Antonio Muñoz Molina

La tragedia del terrorismo no sería tan sangrienta y desoladora ni duraría tanto entre nosotros si no fuera por la desgracia cívica y la impotencia política que le impiden al sistema democrático español disponer de una fuerza recta y abrumadora que lo defienda de sus enemigos y le permita garantizar las libertades básicas de la ciudadanía, entre ellas la libertad suprema de vivir.

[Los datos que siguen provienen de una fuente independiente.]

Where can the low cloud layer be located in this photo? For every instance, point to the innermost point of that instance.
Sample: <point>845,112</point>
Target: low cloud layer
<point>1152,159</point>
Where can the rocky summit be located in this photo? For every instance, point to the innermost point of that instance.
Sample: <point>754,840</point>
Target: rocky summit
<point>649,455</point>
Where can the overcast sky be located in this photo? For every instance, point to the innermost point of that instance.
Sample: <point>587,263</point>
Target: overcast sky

La desgracia cívica a la que me refiero es muy fácil de explicar, aunque no observo que se lamente mucho, y ni siquiera que se diagnostique en sus claros términos: nuestra incapacidad de ponernos de acuerdo en unos cuantos principios básicos, de ser leales de corazón al sistema que por primera vez en nuestra historia nos ha permitido, a todos, vivir en libertad y con perspectivas razonables de progreso, expresar nuestras ideas y perseguir pacíficamente nuestros intereses, ocupar un lugar de igualdad entre los ciudadanos de Europa y mirar hacia el mundo con la certidumbre de que poseemos lo que para otros, la inmensa mayoría de la Humanidad, son sueños imposibles.Cualquier adulto con algo de conciencia ha experimentado en su propia vida el gran salto español de un mundo a otro, de la pobreza y el atraso a la prosperidad, de la tiranía oscurantista a la democracia, del aislamiento a la gozosa posibilidad de atravesar las fronteras de Europa sin tener que mostrar ni un documento ni responder a ninguna pregunta. La Constitución de 1978, aparte de consagrar las libertades individuales por las que venían luchando las mejores inteligencias españolas desde 1812, garantiza también, y ha venido amparando durante veintidós años, la autonomía de los territorios que apenas pudieron ejercerla durante nuestro último episodio democrático, la II República. Una generación entera, en Cataluña, en el País Vasco, en Galicia, ha sido educada en escuelas regidas por gobiernos autónomos. Una generación entera ha nacido en la democracia y no tiene ningún recuerdo ni de la tiranía ni del atraso, y si es verdad que perduran hondas injusticias y desigualdades sociales, también lo es que nunca, nunca jamás, en toda nuestra historia -en la historia real, y no en las leyendas de paraísos originarios y agravios inmemoriales que se alientan ahora- tantas personas han tenido pleno acceso a los bienes más valiosos de la civilización, los que sostienen el impulso igualitario, la escuela y la sanidad.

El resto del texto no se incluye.